Given that context, we can at least take solace in the fact that “Depths of Winter” works astonishingly well as a finale, in addition to being a brilliant episode on its own merits. It’s all Ginko, start to finish, and brings the season to a close with a story that showcases the ethereal beauty and mystery of the world of Mushishi as well as any could, in addition to leaving us with a good deal of mirth. And again, it’s gorgeous – Artland again displaying matchless aptitude for snowscapes and the art of depicting falling snow, then topping itself with equally beautiful panoramas of the rebirth of spring in the mountains. As a whole it’s a cleansing, meditative experience of the sort that only Mushishi can really provide and it leaves the series in a wonderful place, whatever happens next.

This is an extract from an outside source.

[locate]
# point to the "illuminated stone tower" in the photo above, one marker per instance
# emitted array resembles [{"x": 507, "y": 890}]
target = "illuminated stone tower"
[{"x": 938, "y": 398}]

“Depths of Winter” is a study in economy – an elegantly simple story with minimal dialogue that relies equally on sound and vision to appeal to every aspect of the viewer’s consciousness. Ginko is passing through a mountain on his way to respond to a summons when he sees the signs that the Mountain Gods are about to have the “awakening” – the rebirth of spring after the long winter’s sleep. As this means the return of hungry spring Mushi from their hibernation, Ginko decides to hole up in a homemade lean-to, protected by Mushi-repelling incense, for a few days until the process is complete. But when he wakes, he discovers that he’s in the midst of a blizzard – even as the surrounding mountains have begun their spring.

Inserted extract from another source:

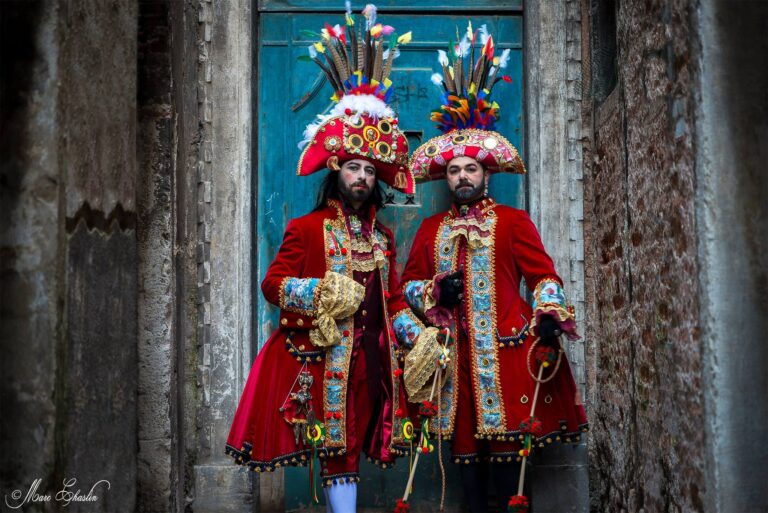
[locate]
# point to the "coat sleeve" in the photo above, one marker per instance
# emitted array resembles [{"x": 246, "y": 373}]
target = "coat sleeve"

We’ve seen Ginko caught in these sorts of “closed” worlds before, but this telling is especially beguiling. Unable to escape Ginko goes in search of the lord of the mountain, who he finds at the edge of a small pond – a withered old turtle covered in snow. The only sounds are the haunting BGM and the even more haunting screams of the Oroshibue (“whistle of the mountain wind in winter”) – the winter Mushi who should have migrated north, but remain trapped in the closed mountain. I can’t say enough about the way these Mushi are drawn and, especially, “voiced” – it’s unforgettable – and the Mushi-dono calls them down to drive Ginko backwards into the pond. This turns out to be a mud of some kind, inside which the creatures of the mountain are sleeping, nourished by Kouki welling up from the Koumyaku deep below, protected against the damage of the typhoons that had ravaged the mountain earlier. And Ginko, too, is pulled into slumber for a time, unable to resist the elemental power at work around him.
When Ginko is released from the spell, he breaks the surface of the pond – now water again – and sees that spring seems to have sprung all around it. His own bottle of Kouki has spilled and the Oroshibue are hungrily consuming it, nourishing themselves for the trip north. And Ginko realizes what’s happened – the wily old turtle has lured him into a trap, needing his Kouki so that the winter Mushi could replenish themselves the way the animals in his induced hibernation have. He slumps to the ground in a meadow covered in flowers, hands behind his head, flashing a rare, wry yet truly mirthful smile – a bit vexed at having been taken in, but respectful of the guile of the Mushi-dono at doing what had to be done for its mountain. It’s a wonderful moment, a celebrating both of Ginko’s character and of the fascinating world that Mushishi has created.
And so it ends, for now. It does seem likely that we’re going to see more Mushishi one way or the other, so I won’t treat this is a farewell post but as a reflective one. Apart from the production issues this season of Zoku Shou has met expectations in every way – any fears that the series would have lost its magic were quickly dispelled. It truly was as if no time had passed, so seamless was the transition between the Mushishi of 2006 and 2014. The gorgeous art and music, the quiet brilliance of the writing, the vocal performances so unlike traditional anime – it all worked every bit as well as it did then in casting a unique spell. Mushishi is a great manga but the anime is even better, utilizing every tool available to the medium to make the experience even more magical and engrossing. Apart from the production delays which plagued both the old and new seasons, Mushishi now as then stands as a model for how a great manga should be adapted – faithful in every way to the source material, yet not limited by being so. It’s one of the all-time anime classics irrespective of genre and a true gift to those that treasure anime as art.